Aug 19, 2022
2022-2023 Graduate Catalog
Dual PhD-DVM Program, Comparative and Experimental Medicine - Veterinary Medicine
The Comparative and Experimental Medicine (CEM) graduate program and the College of Veterinary Medicine offer a coordinated accelerated dual program leading to the conferral of both the Doctor of Philosophy and Doctor of Veterinary Medicine degrees.
- The accelerated program is designed to prepare highly motivated students for a career in veterinary research.
- Students entering the dual degree program must meet minimum admission requirements for both the PhD and DVM programs.
- Applicants for the PhD-DVM program must make separate application to, and be competitively and independently accepted by, the CEM program for the PhD and the College of Veterinary Medicine for the DVM.
- Students who have been accepted by the College of Veterinary Medicine may apply for approval to pursue the dual program any time prior to or after matriculation. Such approval will be granted, provided that dual program studies are started prior to entry into the fourth semester of DVM coursework.
- A dual program candidate must satisfy the graduation requirements of each program.
- The CEM program will award up to 32 graduate credit hours toward the PhD for acceptable performance (a grade of at least a “B” in A–F-graded courses) in approved courses offered for dual credit by the College of Veterinary Medicine.
Credit Hours Required
- A dual program candidate must satisfy the graduation requirements of each program. The CEM program will award up to 32 graduate credit hours toward the PhD for acceptable performance (a grade of at least a “B” in A–F-graded courses) in approved courses offered for dual credit by the College of Veterinary Medicine.
- Courses eligible for dual credit will be at the recommendation of the student’s CEM major professor in consultation with the student’s doctoral committee.
- Students in the dual program who also hold a master’s degree may use up to 24 graduate credit hours from their master’s program and up to 8 credit hours of DVM coursework as part of the 32 credit hours awarded toward the PhD, as approved by the student’s committee.
- A total of 48 graduate course credit hours, independent of the requisite 24 hours of dissertation (CEM 600), are required for the PhD degree (16 CEM core course credit hours plus 32 credit hours accepted from the master’s/DVM program).
- CEM 600 (24 credit hours)
- CEM 504 (3 credit hours), CEM 541 (3 credit hours), and CEM 616 (1 credit hour)
- 6 credit hours of 500- or 600-level journal clubs. Students should select appropriate journal clubs in consultation with their major professor.
- 3 credit hours of 500- or 600-level statistics. Students should select appropriate statistics classes in consultation with their major professor.
- A minimum of 8 credit hours of graduate coursework in an area of emphasis.
- Areas of emphasis may include hematology, oncology, pathology, pharmacology, toxicology, immunology, genetics, infectious disease, epidemiology, metabolism, public health or other areas of medicine.
- Exceptions to accommodate students with specific interests must be approved by the director of the program.
- See College of Veterinary Medicine for required coursework for the Doctor of Veterinary Medicine degree
- Students enrolled in the dual PhD-DVM program will be officially classified as primarily veterinary (DVM-seeking) students until the DVM coursework is completed, with the following exception: dual program students will typically enroll as primarily PhD students during the two summer semesters following completion of their first and second years in the veterinary curriculum. After the DVM is conferred, the dual student’s primary major will be CEM.
- Degrees do not need to be awarded simultaneously; if a student has not completed the requirements for the PhD, the student may still receive the DVM. If a dual student completes the PhD requirements, but does not complete the DVM, the student may still be awarded the PhD.
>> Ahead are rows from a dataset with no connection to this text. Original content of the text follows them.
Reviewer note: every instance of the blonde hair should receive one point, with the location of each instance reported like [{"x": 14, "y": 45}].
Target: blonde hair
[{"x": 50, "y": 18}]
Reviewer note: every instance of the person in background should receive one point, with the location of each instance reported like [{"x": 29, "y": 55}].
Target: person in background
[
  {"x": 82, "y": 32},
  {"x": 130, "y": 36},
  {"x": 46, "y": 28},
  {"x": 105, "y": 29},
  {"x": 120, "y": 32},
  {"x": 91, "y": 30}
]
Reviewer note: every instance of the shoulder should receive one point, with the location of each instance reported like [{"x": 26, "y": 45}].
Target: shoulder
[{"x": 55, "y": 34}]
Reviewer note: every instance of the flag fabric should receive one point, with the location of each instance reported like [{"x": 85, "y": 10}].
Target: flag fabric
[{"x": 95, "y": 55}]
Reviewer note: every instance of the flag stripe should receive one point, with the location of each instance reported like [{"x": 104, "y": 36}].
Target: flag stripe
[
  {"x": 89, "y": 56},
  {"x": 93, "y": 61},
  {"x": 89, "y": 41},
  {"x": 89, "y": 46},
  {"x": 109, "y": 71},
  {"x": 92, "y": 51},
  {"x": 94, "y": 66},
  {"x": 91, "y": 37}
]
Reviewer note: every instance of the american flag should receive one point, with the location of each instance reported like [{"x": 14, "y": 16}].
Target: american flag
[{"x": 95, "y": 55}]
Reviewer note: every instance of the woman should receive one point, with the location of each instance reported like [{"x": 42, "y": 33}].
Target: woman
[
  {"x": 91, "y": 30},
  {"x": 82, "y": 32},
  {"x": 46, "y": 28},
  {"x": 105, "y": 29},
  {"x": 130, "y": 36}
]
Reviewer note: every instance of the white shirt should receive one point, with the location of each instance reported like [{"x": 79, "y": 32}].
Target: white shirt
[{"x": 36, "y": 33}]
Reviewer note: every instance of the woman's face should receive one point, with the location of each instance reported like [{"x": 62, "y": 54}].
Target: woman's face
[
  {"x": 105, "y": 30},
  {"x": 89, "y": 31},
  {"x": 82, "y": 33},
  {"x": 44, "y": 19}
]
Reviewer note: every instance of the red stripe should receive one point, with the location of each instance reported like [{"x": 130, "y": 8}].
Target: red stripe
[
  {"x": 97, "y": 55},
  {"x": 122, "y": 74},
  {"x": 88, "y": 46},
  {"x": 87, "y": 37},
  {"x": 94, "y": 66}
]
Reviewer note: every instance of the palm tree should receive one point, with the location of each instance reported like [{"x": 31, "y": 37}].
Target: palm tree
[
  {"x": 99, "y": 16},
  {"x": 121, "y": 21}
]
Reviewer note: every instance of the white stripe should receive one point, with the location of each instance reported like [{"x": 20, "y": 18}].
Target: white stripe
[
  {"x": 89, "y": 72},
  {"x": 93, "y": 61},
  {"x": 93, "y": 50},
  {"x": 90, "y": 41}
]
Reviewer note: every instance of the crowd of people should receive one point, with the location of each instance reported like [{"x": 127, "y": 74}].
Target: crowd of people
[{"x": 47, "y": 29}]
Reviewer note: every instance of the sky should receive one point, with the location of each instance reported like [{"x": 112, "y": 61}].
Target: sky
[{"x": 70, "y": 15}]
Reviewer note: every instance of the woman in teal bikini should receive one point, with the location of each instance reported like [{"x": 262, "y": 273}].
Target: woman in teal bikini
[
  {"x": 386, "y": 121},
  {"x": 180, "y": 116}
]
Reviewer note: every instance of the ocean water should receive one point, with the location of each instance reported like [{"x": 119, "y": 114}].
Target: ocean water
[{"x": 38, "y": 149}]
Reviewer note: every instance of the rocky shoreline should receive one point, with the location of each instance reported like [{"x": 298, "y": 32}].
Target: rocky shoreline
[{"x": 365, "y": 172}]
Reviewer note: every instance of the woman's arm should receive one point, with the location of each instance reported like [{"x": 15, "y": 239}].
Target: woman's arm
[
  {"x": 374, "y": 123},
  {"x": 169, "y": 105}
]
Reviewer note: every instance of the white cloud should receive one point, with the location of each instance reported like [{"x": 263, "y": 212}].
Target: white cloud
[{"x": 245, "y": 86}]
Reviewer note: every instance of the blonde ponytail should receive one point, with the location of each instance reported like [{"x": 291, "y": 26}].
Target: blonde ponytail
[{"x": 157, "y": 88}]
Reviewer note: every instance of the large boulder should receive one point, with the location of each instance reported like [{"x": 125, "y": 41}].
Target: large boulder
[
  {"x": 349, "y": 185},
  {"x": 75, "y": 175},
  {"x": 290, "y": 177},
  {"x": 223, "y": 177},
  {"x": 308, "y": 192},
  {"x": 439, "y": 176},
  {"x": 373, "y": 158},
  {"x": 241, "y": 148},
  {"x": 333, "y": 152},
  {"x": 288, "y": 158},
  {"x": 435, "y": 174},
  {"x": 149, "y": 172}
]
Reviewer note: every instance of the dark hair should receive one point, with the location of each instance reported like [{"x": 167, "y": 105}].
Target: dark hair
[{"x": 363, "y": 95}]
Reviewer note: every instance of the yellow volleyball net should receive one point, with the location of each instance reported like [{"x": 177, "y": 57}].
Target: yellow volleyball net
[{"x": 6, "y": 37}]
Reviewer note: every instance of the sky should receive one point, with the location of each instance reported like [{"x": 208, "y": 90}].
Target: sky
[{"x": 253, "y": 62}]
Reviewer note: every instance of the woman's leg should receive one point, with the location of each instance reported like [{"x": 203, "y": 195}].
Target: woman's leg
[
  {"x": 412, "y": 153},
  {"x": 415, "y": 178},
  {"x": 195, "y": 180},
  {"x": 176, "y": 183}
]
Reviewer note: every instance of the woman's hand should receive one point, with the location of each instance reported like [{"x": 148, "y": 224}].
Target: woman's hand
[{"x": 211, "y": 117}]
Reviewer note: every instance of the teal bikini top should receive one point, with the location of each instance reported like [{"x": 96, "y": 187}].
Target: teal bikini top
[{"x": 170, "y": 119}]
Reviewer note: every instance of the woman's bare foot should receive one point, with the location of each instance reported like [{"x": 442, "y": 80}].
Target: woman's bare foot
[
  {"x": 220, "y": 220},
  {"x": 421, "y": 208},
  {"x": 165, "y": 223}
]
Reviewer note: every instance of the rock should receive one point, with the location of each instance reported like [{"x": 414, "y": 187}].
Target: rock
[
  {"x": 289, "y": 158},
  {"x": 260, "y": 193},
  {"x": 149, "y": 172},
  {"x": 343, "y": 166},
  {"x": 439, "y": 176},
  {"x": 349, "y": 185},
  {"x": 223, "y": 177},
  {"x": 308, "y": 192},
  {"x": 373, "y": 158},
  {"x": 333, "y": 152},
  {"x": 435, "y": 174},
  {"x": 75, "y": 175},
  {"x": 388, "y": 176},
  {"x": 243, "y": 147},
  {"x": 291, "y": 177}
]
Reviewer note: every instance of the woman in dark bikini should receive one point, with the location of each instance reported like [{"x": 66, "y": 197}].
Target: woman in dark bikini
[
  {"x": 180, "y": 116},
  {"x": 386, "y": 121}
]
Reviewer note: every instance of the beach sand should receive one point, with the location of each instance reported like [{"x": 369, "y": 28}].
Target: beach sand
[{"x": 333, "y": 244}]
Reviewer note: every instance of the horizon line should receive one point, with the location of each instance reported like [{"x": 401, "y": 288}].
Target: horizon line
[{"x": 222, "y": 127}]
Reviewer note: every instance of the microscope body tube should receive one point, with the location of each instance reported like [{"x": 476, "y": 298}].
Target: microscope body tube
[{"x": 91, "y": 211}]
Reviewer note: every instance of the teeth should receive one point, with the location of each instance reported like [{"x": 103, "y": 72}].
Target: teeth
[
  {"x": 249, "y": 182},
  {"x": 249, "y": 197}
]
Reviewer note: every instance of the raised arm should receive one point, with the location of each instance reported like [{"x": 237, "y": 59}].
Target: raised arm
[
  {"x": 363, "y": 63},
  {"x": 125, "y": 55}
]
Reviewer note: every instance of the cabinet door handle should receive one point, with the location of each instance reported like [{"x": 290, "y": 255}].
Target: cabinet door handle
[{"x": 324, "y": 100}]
- The doctoral committee is chosen during the first year of full-time PhD study. At least one member must be from the College of Veterinary Medicine and at least one member must be from an academic unit outside of the department.
- A comprehensive examination must be passed before the end of the third year of full-time PhD study. Students must prepare and defend a prospectus outlining their proposed research projects before the end of their third year of full-time PhD study.
- Exceptions to the comprehensive exam and prospectus requirements are provided for medical residents pursuing doctoral degrees who must successfully complete the comprehensive examination and research prospectus before the end of their fourth year of full-time PhD study.
- Presentation at least twice in the annual UTCVM Research Day event.
- Completion of an approved responsible conduct of research training program within their first two years of full-time PhD study.
- Students who have been in the CEM program for at least two semesters must complete an annual progress report.